SSH absichern

Brute-Force-Angriffe gegen SSH-Server abwehren

Praxis & Tipps | Praxis

Internetserver sind heute in der Regel so gut abgeschottet, dass sie außer den gewünschten Ports für Anwendungen wie E-Mail oder Web meistens lediglich einen SSH-Zugang für die Fernverwaltung offen halten.

Telnet, Rlogin, RSH und Finger gehören der Vergangenheit an, und der SSH-Daemon gilt inzwischen unter anderem dank Privilegienseparation als sicher genug. Dennoch besteht auch hier Anlass zur Sorge: Die Angreifer, meist "Skriptkiddies", versuchen mit Brute-Force-Angriffen in Internethosts einzubrechen. Sie probieren einfach eine Liste beliebter Kombinationen von Passwörtern und Benutzernamen aus, und sobald sie zufällig ein unsicheres Passwort finden, ist der Einbruch geglückt.

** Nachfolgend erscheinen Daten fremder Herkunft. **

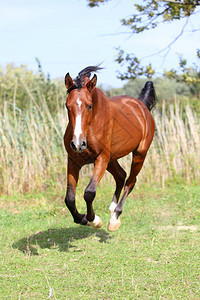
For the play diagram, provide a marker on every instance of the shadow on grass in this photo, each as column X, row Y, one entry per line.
column 61, row 238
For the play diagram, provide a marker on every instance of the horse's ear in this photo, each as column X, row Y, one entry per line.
column 68, row 81
column 92, row 83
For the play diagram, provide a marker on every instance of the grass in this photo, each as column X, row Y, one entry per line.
column 154, row 255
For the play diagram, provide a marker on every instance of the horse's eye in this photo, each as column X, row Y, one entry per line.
column 90, row 107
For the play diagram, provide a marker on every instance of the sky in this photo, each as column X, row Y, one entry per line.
column 67, row 35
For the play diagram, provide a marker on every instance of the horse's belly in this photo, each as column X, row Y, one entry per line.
column 124, row 142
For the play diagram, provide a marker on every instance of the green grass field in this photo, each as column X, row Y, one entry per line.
column 154, row 255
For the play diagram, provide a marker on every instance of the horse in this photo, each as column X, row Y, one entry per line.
column 100, row 131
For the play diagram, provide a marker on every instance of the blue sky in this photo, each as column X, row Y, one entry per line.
column 67, row 36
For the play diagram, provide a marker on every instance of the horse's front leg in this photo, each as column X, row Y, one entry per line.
column 72, row 179
column 100, row 166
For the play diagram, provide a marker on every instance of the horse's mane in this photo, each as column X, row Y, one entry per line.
column 78, row 81
column 148, row 95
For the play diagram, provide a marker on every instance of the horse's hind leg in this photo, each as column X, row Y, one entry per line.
column 137, row 162
column 100, row 166
column 119, row 175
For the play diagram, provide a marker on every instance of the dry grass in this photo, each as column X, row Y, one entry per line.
column 33, row 156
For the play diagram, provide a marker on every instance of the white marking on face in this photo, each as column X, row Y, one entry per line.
column 78, row 129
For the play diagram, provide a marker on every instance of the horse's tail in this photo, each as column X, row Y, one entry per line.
column 148, row 95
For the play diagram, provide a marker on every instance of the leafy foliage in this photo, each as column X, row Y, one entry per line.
column 148, row 16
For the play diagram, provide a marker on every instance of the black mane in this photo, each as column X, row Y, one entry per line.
column 78, row 81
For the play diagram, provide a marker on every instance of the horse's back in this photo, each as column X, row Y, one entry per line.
column 132, row 123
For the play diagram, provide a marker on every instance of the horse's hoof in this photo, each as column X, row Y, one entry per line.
column 114, row 225
column 84, row 221
column 96, row 223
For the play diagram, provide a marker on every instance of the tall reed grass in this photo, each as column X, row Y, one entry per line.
column 32, row 153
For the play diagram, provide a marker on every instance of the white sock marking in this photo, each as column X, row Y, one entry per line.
column 112, row 207
column 79, row 102
column 96, row 221
column 78, row 129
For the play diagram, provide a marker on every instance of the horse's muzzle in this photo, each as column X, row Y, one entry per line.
column 78, row 148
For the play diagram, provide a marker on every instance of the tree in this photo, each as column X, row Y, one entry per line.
column 148, row 16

Wenn der Benutzer oder Administrator sicherere Passwörter vergibt, bleiben sie verborgen. Aber schnell ist ein Benutzerkonto "test" mit dem Passwort "test" ausgestellt, auch wenn es nur fünf Minuten dauern soll, "um mal eben schnell etwas zu testen".

Außerdem benötigen solche Angriffe Übertragungskapazität und Rechenleistung: Der Server startet zusätzliche SSH-Daemon-Prozesse. Ein Testserver mit einem Honeypot-System dokumentierte im Laufe von vier Monaten fast 64 000 illegale Login-Versuche (siehe Listing 1). Allein der damit verbundene Ressourcenmissbrauch ist Grund genug, dagegen vorzugehen.

Ein SSH-Zugang lässt sich mit verschiedenen Methoden schützen – im Folgenden anhand von OpenSSH in der Version 3.8.1 und 4.2 demonstriert, das für alle Unix- und Linux- Varianten zur Verfügung steht. Andere SSH-Daemons verwenden eine andere Syntax, lassen sich aber prinzipiell ebenso sichern.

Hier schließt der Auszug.